The β-Galactosidase was dissolved in 1 ml of distilled water (enzyme stock solution) and the substrate ﬂuorescein Di-β-D-Galactopyranoside was dissolved in 10 ml of water (0.5 mg/ml substrate buffer). Standards of 0.5 U/ml; 0.25 U/ml; 0.1 U/ml; 0.05 U/ml; 0.025 U/ml; 0.01 U/ml were prepared by preparing double of the end concentration in distilled water and subsequently diluting it 1:2 in substrate buffer. The substrate concentration was kept constant at 0.25 mg/ml. Total reaction volume was 200 µl and four replicates were measured. Fluorescence intensity measurements were performed by the CLARIOstar Plus multi-mode microplate reader with the settings indicated below.
|Fluorescence intensity, Plate mode kinetic
|EDR or gain as indicated
Number of flashes
Number of cycles
Results & Discussion
In order to test the suitability of the CLARIOstar Plus for measuring β-gal reporter assays, different enzyme concentrations were incubated with the synthetic substrate FDG and its conversion was monitored by measuring FITC ﬂuorescence every 10 minutes. Traditionally, a signal range needed to be chosen up-front in order to detect such a kinetic measurement. For demonstration purpose, we selected a low gain (800) which translates to low signal ampliﬁcation and should prevent excessive ampliﬁcation of the increasing ﬂuorescent signal.
However, detection in this wisely preselected range resulted in overﬂow measurements for all of the enzyme concentrations as the signal increased further than expected (Fig. 3). The lowest enzyme concentration showed an increase in ﬂuorescence until 1 h 10 min after reaction start (orange line Fig. 3), but ﬂattened out the following timepoints as the signal exceeded the preselected intensity range. A quantiﬁcation of the enzyme is not possible with the acquired data.

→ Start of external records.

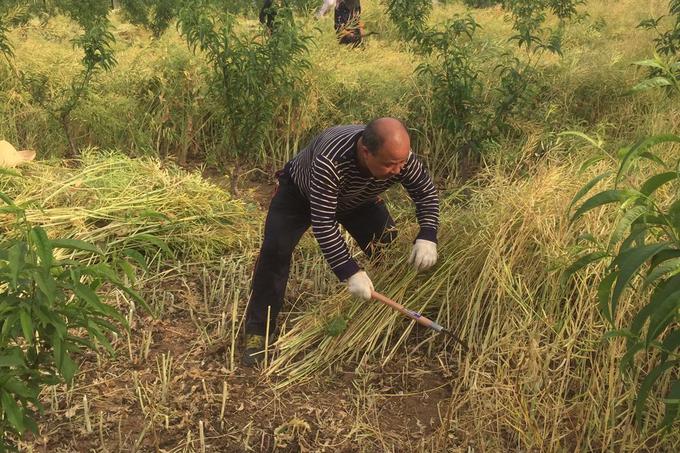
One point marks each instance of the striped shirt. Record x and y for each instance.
(328, 175)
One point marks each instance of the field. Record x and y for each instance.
(155, 159)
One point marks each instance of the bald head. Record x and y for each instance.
(386, 134)
(384, 147)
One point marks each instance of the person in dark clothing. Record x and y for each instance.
(348, 25)
(268, 14)
(336, 180)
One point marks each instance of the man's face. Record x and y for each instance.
(387, 162)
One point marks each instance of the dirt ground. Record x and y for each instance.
(170, 388)
(131, 407)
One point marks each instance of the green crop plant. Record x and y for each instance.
(664, 68)
(51, 310)
(154, 15)
(529, 17)
(642, 254)
(409, 16)
(252, 75)
(57, 100)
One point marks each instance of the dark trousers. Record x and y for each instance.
(288, 218)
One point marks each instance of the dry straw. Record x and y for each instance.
(116, 201)
(543, 378)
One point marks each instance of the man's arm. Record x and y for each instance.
(323, 200)
(418, 183)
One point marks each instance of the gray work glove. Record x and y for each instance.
(360, 285)
(424, 254)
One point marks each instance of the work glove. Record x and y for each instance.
(360, 285)
(424, 254)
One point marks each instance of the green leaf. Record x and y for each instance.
(42, 245)
(646, 386)
(627, 360)
(604, 290)
(137, 258)
(671, 266)
(12, 411)
(16, 261)
(127, 269)
(661, 293)
(672, 402)
(586, 188)
(6, 199)
(17, 387)
(153, 240)
(665, 312)
(75, 244)
(26, 325)
(657, 181)
(649, 63)
(651, 156)
(602, 198)
(587, 138)
(92, 299)
(590, 162)
(625, 222)
(68, 367)
(670, 344)
(46, 284)
(8, 172)
(639, 147)
(11, 358)
(629, 263)
(653, 82)
(583, 262)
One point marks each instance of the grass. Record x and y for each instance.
(540, 377)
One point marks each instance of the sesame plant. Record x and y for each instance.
(57, 99)
(664, 67)
(253, 74)
(641, 254)
(51, 310)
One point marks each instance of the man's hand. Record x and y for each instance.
(360, 285)
(424, 254)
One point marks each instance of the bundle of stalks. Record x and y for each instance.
(541, 377)
(115, 201)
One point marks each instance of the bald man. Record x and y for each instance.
(336, 181)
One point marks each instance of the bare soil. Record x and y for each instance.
(132, 407)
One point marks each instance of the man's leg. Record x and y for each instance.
(371, 225)
(287, 220)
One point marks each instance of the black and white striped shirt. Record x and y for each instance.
(328, 174)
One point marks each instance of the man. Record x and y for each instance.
(327, 4)
(336, 181)
(347, 20)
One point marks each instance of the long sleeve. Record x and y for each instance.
(422, 191)
(323, 200)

Measuring the same plate with the EDR feature does not require any preselection. It results in the resolution of each enzyme concentration, from the highest (0.5 U/ml) down to the lowest (0.01 U/ml) (Fig. 4). Thus, the EDR feature prevents the need to prepare and measure a second time. Besides that it reduces the time to run a working enzyme assay as well as concerns when starting the measurement. The data further provided a linear correlation between maximum conversion speed and enzyme concentration (R² >0,99) allowing quantiﬁcation of the enzyme up to 0.1 U/ml (data not shown).
Here, we demonstrated the detection of a β-gal enzyme assay that is primarily used for reporter assays. With the help of the EDR technology of the CLARIOstar Plus β-gal mediated production of ﬂuorescein was conveniently monitored. It allowed the detection of huge signal differences covering a range from 660 RFU up to 3.44*108 RFU. Translated to a reporter assay, this means very high and very low expressions can be measured at the very same plate. The tool simpliﬁes the set-up of enzymatic assays as it does not require time to think about the right gain settings or repeat the assay until optimal settings are found.